Writers for Utah wilderness

  We are not, of course, in dire need of roads, transmission towers, dams, reservoirs, and gas pipelines. We are in dire need of courtesy. We are in dire need of a broadly intelligent conversation about human fate. We are in need of a thorough and piercing review of our plan for economic development, a plan that at best is a hugely expensive speculation about human needs.


*Barry Lopez, Testimony





Testimony, a collection of essays and poems by 20 Western writers, includes pieces as broad as the one by Barry Lopez on the economics of wilderness and as precise and personal as a description by Stephen Trimble of his favorite slickrock canyon.


Not for sale, it's a book with a mission: To influence legislators to vote down Utah's wilderness bill, H.R. 1745, considered an anti-wilderness bill by environmentalists because of its small acreage proposal, special language allowing development inside wilderness areas, and hard release language prohibiting future wilderness designations. The book was distributed to legislators following a Sept. 27 press conference. Editors Terry Tempest Williams and Stephen Trimble say their inspiration for the project came from Wallace Stegner's classic "Wilderness Letter," sent to the Kennedy administration in 1960, urging the designation of wilderness areas.

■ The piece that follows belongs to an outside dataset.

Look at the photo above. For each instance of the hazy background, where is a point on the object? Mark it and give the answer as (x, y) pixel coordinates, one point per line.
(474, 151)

As T.H. Watkins points out in his essay, art and literature were used persuasively more than 120 years ago, when wilderness fans collected scientific evidence, lyrical descriptions and the lush paintings of Thomas Moran into a packet of information "that they waved into the faces of presumably amazed and astounded senators and representatives until the lawmakers did the right thing: Yellowstone National Park."